NASA'S  Juno probe scanned this near IR false color  photo during its ninth orbit around Jupiter. The depth and detail is unprecedented.  At roughly ten miles per pixel,  the image shows shadows being cast on the lower cloud decks  by the grotesquely turbulent storms atop them. 

What it doesn't tell is the range and intensity of the physical conditions  it encompasses- the lowest depths of Jupiter's visible atmosphere experience  pressures higher  than the Earth's deepest oceans , and still deeper, but far from the gas giant's center, they surpass the temperature of the center of the earth.

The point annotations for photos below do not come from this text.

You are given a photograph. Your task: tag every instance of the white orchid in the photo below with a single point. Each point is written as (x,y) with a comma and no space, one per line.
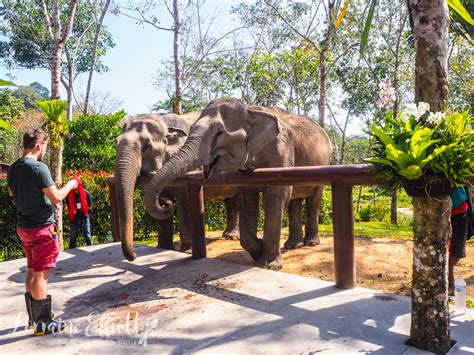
(434,118)
(416,110)
(387,95)
(423,107)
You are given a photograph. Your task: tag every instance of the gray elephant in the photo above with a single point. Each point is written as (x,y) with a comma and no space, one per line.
(230,136)
(146,142)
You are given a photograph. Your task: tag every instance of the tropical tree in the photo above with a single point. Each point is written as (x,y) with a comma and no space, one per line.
(55,126)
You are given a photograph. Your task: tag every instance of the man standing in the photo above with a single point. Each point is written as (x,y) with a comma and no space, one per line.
(462,230)
(79,203)
(34,194)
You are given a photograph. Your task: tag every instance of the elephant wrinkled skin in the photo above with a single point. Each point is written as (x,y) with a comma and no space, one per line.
(231,136)
(146,142)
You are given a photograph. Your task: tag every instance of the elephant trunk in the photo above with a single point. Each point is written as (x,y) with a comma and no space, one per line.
(187,159)
(127,168)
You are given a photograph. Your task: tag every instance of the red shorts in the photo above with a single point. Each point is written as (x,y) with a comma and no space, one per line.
(41,246)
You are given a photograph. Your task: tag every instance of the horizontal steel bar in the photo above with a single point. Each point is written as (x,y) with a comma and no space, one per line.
(356,174)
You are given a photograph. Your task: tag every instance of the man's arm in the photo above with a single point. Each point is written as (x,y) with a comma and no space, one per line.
(56,195)
(89,199)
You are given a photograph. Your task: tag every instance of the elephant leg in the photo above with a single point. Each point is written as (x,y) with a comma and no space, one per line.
(232,213)
(275,201)
(248,222)
(165,233)
(313,202)
(295,239)
(183,219)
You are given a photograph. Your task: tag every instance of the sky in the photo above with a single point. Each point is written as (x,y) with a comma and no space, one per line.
(135,59)
(132,62)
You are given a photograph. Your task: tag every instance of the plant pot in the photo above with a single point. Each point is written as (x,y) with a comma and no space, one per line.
(422,188)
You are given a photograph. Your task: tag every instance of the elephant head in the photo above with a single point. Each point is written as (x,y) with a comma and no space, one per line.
(145,143)
(227,136)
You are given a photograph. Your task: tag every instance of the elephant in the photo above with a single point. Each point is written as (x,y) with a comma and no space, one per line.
(230,136)
(146,142)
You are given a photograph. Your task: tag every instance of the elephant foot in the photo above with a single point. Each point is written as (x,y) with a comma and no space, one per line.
(274,265)
(233,235)
(293,244)
(184,247)
(311,242)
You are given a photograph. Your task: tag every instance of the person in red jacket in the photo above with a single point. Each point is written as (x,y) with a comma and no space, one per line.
(462,230)
(79,202)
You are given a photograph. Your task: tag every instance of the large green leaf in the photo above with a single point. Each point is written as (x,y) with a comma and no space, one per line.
(457,6)
(368,24)
(435,153)
(399,157)
(420,141)
(380,161)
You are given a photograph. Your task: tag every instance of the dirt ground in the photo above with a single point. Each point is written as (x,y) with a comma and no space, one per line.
(381,264)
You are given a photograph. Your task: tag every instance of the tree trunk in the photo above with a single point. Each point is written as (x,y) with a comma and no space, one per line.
(430,29)
(178,95)
(393,207)
(430,314)
(58,35)
(55,165)
(94,54)
(56,70)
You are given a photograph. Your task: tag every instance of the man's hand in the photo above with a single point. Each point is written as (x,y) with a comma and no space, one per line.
(72,184)
(55,195)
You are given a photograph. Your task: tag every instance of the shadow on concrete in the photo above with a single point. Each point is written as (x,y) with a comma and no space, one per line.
(147,278)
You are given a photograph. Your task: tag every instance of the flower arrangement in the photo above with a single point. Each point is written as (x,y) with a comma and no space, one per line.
(421,149)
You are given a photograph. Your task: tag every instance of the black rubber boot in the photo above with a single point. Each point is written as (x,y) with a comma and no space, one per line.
(28,310)
(28,299)
(41,311)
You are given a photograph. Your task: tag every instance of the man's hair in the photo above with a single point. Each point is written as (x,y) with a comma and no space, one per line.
(34,136)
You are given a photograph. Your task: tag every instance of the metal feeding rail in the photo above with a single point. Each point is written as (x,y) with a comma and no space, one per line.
(341,178)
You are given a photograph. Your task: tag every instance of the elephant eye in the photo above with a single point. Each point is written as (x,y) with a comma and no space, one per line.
(146,146)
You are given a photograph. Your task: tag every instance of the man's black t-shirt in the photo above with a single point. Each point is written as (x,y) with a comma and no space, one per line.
(27,177)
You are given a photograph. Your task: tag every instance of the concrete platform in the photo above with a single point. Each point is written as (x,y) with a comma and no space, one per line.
(167,303)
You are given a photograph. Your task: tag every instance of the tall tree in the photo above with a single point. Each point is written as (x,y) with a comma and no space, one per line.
(102,6)
(59,33)
(432,228)
(321,42)
(193,41)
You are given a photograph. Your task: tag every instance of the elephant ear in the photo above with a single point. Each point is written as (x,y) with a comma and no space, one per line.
(176,137)
(263,128)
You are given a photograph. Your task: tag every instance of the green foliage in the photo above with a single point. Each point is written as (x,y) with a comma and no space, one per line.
(368,24)
(10,244)
(54,110)
(27,43)
(371,212)
(10,106)
(90,143)
(456,131)
(409,147)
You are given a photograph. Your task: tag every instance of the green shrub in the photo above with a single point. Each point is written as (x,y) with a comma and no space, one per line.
(90,143)
(371,212)
(10,244)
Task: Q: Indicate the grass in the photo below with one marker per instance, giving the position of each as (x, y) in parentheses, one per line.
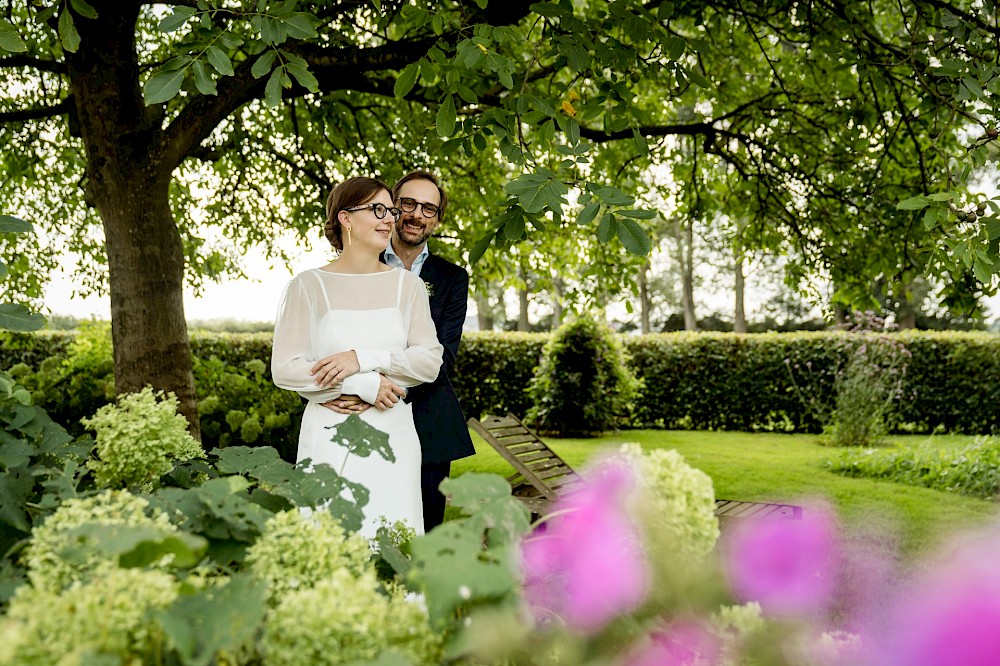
(779, 467)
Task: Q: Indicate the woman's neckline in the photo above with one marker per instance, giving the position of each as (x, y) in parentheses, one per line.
(389, 269)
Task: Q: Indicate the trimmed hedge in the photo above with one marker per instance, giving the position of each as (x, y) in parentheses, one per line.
(723, 381)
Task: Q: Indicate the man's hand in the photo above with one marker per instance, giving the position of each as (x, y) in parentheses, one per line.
(347, 404)
(388, 393)
(335, 368)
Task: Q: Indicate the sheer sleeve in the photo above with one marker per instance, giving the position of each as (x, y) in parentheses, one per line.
(292, 355)
(420, 361)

Before long, a full pelt  Jovian climate model will  have to handle the hydrodynamics not just of cold gases but incandescent supercritical metallic hydrogen, and Lord knows what other pressure degenerate and metallically conductive  molecular species coexist with it in the ocean of  complexly alloyed supercritical fluids  convecting and swirling  in the depths below what this image reveals.  It took decades of effortto produce  the meerest speck of metallic hydrogen in a Harvard lab last year, and it only lasted for a few weeks before the diamond anvils compressing it to five million atmospheres exploded as a laser probed its optical properties.

Earthly climate modeling isn't easy, but the Jovian GCM builders have harder work in store- to understand the components of the atmosphere they are trying to model, their experimentalist colleagues must advance to even more daunting pressures and temperatures  in the lab.